[PYTHON] Create basic algorithms with Smart Trade

What is Smart Trade

What is Smart Trade? The name of the stock investment algorithm development platform service provided by Smart Trade Ltd. ~~ Currently the beta version, but the official version will be released soon ~~ (Added on 2017/11/25: Official version released on 2017/11/20, service name is also "QuantX")

It has a function that allows you to write trading algorithms using Python and easily perform backtesting.

The following can use the service from HP https://smarttrade.co.jp

Referenced link

Create an algorithm by referring to the Qiita post below HP also has a sample algorithm, so you can refer to it as well. We are waiting for the enhancement of the tutorial

Try to develop an investment algorithm with Python 1 http://qiita.com/hiroshimoda/items/e89444729fe7d25c0275

Building Algorithmic Strategies on SmartTrade http://qiita.com/vinyip918/items/8623c5e902b113becd38

How to write an algorithm

tutorial

Below is a simple tutorial https://beta.smarttrade.co.jp/handbook/ja/

Algorithm configuration

Algorithms on Smart Trade are roughly divided into three. Each has the following functions

Initialization

In initialization, the market to be used in the algorithm (Japanese stocks, Chinese stocks), the stock to be traded, and the price to be used (closing price, high price, etc.) are set.

initialize.py


def initialize(ctx):
 ctx.configure(
  target="jp.stock.daily",
  channels={#Channel used
            "jp.stock": {"symbols": ["jp.stock.7203"],
                         "columns": [ "high_price_adj",       
                                      "low_price_adj","close_price",
                                      "close_price_adj","volume_adj",]
                        }})

Signal definition

Describe the algorithm that outputs a buy / sell signal in the signal definition section. This time, using MACD, the histogram of MACD is ・ Convert from minus to plus: buy ・ Conversion from plus to minus: Sell Create a simple algorithm called

algorism.py


def _TALIB_CALL(data):
    #Define the value to use
      hp = data["high_price_adj"].fillna(method="ffill")
      lp = data["low_price_adj"].fillna(method="ffill")
      cp = data["close_price_adj"].fillna(method="ffill")

    #Define variables
      result_macd = {}
      result_macdsignal = {}
      result_macdhist = {}
      result = pd.DataFrame(data=0,columns=cp.columns, index=cp.index)

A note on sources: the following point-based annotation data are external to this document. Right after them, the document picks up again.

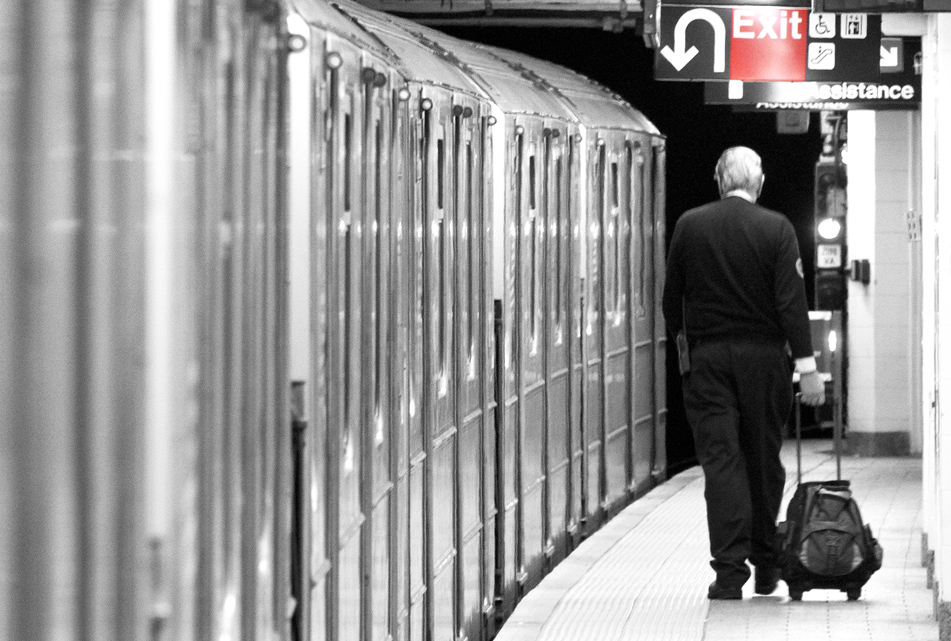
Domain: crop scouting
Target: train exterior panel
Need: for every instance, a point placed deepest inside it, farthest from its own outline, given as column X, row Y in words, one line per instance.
column 365, row 347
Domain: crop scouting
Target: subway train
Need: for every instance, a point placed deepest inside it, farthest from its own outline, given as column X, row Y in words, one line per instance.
column 315, row 323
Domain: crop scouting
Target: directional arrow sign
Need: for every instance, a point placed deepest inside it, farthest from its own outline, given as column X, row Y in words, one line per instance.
column 679, row 57
column 695, row 43
column 891, row 55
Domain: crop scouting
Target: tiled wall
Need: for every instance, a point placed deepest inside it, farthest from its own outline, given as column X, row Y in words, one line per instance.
column 879, row 197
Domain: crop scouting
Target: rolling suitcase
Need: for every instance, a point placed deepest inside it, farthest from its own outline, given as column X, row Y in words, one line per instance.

      for (sym,val) in cp.items():#MACD for each brand,MACD signal,Calculate MACD histogram
        
        result_macd[sym], result_macdsignal[sym], result_macdhist[sym] = ta.MACD(cp[sym].values.astype(np.double),
                                     fastperiod=12, slowperiod=26, signalperiod=9)

        macd = pd.DataFrame(data=result_macd,columns=cp.columns, index=cp.index)
        macdsignal = pd.DataFrame(data=result_macdsignal,columns=cp.columns, index=cp.index)
        macdhist = pd.DataFrame(data=result_macdhist,columns=cp.columns, index=cp.index)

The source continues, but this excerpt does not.